Abderrahmane Gademi est installé dans ses fonctions d’administrateur provisoire de la Chambre de commerce, d’industrie, d’agriculture, des mines et d’artisanat, le 3 avril 2026, par l’inspecteur générale du ministère de Commerce et d’Industrie, Mahamat Zene Ali Mahamat Zene.
L’administrateur provisoire a pour mission d’engager l’ensemble des conseilleurs consulaires dans une démarche concertée et consensuelle pour aboutir à l’élection devant désigner le nouvel exécutif de la CCIAMA.
La nomination de l’administrateur provisoire de la CCIAMA est intervenue après la suspension de l’élection des membres de son bureau exécutif par l’arrêté n°021 du 1er avril 2026 signé par le ministre du Commerce et d’Industrie, Guibolo Fanga Mathieu. Selon l’inspecteur général du ministère en charge du commerce, la suspension de l’élection obéit aux textes en vigueur. Elle fait suite aussi à un sentiment de manque de consensus des membres de l’assemblée générale pour tenir l’élection du bureau.
Le présidant sortant de la CCIAMA, Ali Hadj Mahamat Seïd, pour sa part, a rappelé plusieurs réformes engagées sous son mandat, en termes de bilan. Il a affirmé laisser l’institution avec des finances saines. De sa présentation, il est retenu qu’à son arrivée, la CCIAMA avait 236 882 FCFA et une dette cumulée à environ 100 millions FCFA. Au moment de laisser la main, le président sortant soutient avoir un peu plus de 75 milliards de FCFA.
C’est avec mesure que l’administrateur provisoire entame sa mission. Abderrahmane Gademi place cette mission sous le signe de responsabilité et de lucidité, appelant à l’unité pour « garantir la continuité, la stabilité et le bon fonctionnement de l’institution ». Sa vision pour réussir la mission qui lui est confiée, portée par l’unité, consiste « à rassembler, structurer et élever », rappelle-t-il.

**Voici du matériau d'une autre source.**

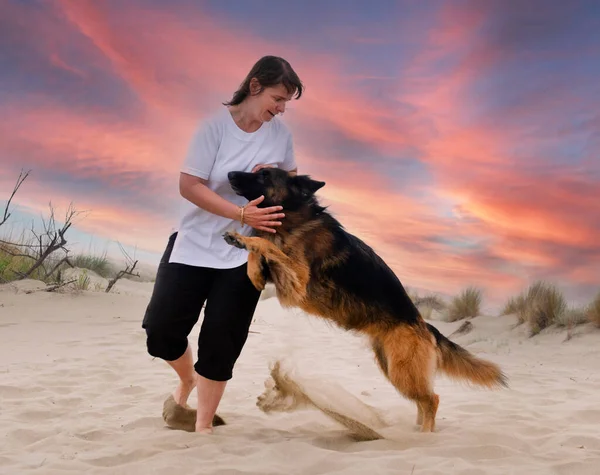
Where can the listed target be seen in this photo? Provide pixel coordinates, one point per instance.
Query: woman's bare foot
(204, 430)
(183, 391)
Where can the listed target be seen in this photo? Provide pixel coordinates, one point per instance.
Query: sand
(79, 394)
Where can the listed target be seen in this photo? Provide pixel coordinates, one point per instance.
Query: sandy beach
(81, 395)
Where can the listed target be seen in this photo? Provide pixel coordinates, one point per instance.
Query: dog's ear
(309, 185)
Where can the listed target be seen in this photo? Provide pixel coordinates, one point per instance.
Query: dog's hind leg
(411, 361)
(255, 271)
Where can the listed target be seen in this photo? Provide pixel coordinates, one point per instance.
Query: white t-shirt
(218, 147)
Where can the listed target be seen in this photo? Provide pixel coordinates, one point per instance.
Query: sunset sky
(460, 139)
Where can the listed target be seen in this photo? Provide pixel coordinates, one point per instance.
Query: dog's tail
(458, 363)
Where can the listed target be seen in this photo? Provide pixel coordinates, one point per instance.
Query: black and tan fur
(322, 269)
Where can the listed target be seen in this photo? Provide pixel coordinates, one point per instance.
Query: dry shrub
(593, 310)
(545, 306)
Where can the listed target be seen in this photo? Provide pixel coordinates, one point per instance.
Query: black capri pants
(179, 293)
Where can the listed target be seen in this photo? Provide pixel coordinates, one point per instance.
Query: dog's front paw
(234, 239)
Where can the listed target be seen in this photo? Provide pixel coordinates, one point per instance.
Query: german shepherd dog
(322, 269)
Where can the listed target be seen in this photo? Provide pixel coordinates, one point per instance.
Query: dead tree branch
(129, 268)
(51, 239)
(22, 177)
(51, 288)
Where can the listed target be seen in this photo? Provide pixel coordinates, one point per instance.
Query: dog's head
(278, 187)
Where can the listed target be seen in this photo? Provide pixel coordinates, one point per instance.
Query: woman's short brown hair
(269, 71)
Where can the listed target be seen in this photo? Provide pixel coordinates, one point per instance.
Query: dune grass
(16, 259)
(465, 305)
(543, 305)
(593, 311)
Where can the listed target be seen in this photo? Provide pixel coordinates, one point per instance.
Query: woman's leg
(174, 308)
(184, 367)
(229, 310)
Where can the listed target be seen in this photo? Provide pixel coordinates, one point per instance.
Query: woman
(198, 266)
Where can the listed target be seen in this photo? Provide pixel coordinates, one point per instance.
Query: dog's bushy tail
(458, 363)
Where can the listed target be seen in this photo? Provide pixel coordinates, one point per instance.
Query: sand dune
(79, 394)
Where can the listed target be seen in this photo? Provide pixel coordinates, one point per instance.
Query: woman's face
(270, 102)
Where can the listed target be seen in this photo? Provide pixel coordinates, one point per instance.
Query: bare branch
(58, 264)
(51, 288)
(129, 268)
(22, 177)
(52, 239)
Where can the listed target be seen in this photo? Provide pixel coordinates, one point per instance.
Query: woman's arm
(194, 189)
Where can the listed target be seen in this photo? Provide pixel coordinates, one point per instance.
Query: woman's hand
(260, 166)
(263, 219)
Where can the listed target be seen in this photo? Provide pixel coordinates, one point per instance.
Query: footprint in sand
(27, 436)
(133, 390)
(122, 458)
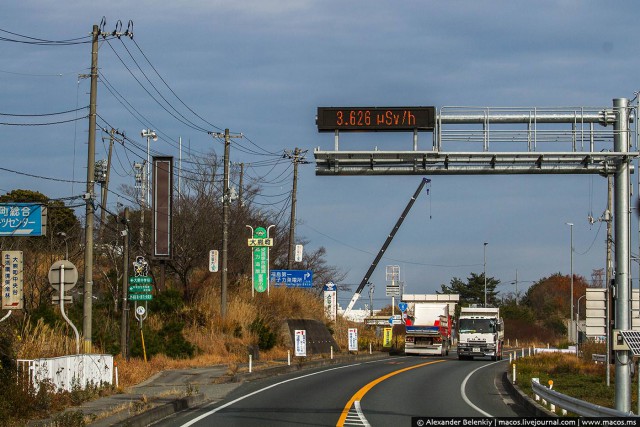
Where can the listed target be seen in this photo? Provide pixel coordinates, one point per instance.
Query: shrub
(266, 337)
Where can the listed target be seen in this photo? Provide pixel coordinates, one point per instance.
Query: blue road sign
(21, 219)
(292, 278)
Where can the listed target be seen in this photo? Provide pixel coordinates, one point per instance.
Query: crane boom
(384, 247)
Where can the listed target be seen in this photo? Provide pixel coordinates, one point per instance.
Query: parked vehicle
(480, 333)
(428, 329)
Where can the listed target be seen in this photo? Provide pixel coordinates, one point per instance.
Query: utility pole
(297, 157)
(225, 220)
(240, 185)
(105, 187)
(609, 274)
(124, 325)
(88, 234)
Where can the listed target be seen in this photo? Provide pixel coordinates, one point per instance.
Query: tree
(550, 295)
(473, 291)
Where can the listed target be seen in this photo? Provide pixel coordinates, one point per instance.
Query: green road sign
(140, 280)
(260, 268)
(140, 297)
(140, 288)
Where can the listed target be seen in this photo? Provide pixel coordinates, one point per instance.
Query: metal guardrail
(577, 406)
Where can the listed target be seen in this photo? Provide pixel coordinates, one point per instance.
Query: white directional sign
(70, 275)
(353, 339)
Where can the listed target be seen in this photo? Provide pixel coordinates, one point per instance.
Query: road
(377, 393)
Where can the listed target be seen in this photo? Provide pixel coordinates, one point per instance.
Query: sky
(261, 68)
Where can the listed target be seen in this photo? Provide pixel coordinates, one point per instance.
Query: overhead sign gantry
(559, 140)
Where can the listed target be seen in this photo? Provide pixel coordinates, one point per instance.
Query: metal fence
(67, 372)
(571, 404)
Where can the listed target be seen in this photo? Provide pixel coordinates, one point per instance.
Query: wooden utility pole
(225, 220)
(89, 196)
(296, 157)
(241, 185)
(124, 325)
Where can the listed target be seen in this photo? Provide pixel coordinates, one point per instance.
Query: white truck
(480, 333)
(428, 329)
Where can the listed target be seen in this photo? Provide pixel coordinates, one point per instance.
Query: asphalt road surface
(386, 392)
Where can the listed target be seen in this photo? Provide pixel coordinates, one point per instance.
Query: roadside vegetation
(575, 376)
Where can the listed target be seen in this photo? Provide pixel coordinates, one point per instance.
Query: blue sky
(263, 67)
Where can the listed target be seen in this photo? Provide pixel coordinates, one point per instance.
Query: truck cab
(481, 333)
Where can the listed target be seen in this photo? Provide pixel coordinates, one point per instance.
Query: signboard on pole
(260, 244)
(387, 337)
(330, 300)
(301, 342)
(353, 339)
(292, 278)
(12, 280)
(596, 326)
(213, 261)
(23, 219)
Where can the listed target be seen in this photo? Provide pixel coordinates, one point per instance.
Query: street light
(485, 273)
(66, 246)
(577, 323)
(570, 224)
(149, 134)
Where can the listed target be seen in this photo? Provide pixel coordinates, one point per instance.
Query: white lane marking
(213, 411)
(361, 416)
(464, 384)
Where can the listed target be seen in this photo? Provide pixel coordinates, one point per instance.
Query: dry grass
(219, 341)
(40, 340)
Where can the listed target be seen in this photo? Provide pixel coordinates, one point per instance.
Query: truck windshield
(470, 326)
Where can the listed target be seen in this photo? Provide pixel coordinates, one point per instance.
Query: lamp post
(577, 323)
(570, 224)
(149, 134)
(66, 245)
(484, 273)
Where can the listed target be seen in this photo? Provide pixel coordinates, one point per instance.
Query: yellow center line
(364, 390)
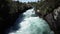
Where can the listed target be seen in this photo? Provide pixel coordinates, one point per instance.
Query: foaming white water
(32, 24)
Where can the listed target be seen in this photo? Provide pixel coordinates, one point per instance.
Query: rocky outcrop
(53, 20)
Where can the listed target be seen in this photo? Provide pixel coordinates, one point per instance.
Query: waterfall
(30, 23)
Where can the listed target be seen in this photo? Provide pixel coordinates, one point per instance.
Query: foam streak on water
(32, 24)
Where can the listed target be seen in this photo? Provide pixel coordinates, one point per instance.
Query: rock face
(7, 20)
(53, 20)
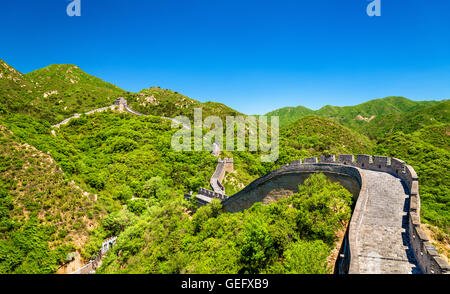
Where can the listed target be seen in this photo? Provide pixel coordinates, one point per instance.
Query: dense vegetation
(163, 102)
(355, 117)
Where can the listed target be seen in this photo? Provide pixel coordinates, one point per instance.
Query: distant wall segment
(348, 170)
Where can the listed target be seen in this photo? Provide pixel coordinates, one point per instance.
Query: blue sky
(252, 55)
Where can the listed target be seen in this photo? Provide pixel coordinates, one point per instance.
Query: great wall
(384, 235)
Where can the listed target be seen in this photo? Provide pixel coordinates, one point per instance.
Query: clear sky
(252, 55)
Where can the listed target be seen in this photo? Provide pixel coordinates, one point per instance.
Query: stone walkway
(383, 238)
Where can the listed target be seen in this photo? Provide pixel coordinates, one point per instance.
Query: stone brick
(311, 160)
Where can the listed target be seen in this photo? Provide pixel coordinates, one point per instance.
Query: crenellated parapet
(348, 166)
(225, 165)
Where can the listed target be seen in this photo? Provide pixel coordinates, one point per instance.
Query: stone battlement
(344, 166)
(225, 165)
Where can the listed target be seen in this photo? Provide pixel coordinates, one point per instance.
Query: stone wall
(345, 169)
(223, 166)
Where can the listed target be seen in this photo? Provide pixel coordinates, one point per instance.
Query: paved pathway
(383, 238)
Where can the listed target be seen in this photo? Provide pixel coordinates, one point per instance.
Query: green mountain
(65, 90)
(357, 117)
(164, 102)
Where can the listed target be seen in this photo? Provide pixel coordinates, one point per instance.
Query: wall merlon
(412, 172)
(426, 255)
(311, 160)
(421, 234)
(382, 160)
(415, 219)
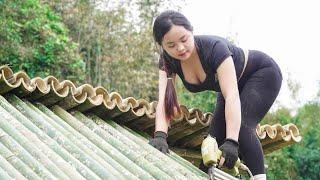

Abderrahmane Gademi a surtout insisté sur le rôle de l’institution. La CCIAMA, pour lui, n’est pas une structure ordinaire ; elle est « le cœur battant du secteur privé, la voix des entrepreneurs, le socle de la dynamique de l’économie nationale ». Il faut donc qu’elle soit forte pour que l’économie tchadienne se porte à merveille. L’un des chantiers pour lequel l’administrateur engage le secteur privé reste le Plan National de Développement, Tchad connexion 2030. L’émergent du Tchad ne sera pas une réalité si le pays ne dispose pas d’« un secteur privé puissant (…), il n’y aura pas un secteur privé puisant sans des institutions solides », rappelle en substance.
Si l’administrateur provisoire de la CCIAMA affiche ses ambitions en voulant donner à l’institution sa place qu’elle mérite, invitant le secteur privé à l’action, les défis ne manquent pas. Il faut commencer par retrouver cette l’unité inscrite dans sa vision. D’autres chantiers tels que la structuration du secteur de l’artisanat, privilégier la transformation des produits locaux, renforcer le partenariat publics privé, etc. sont aussi à scruter à la loupe.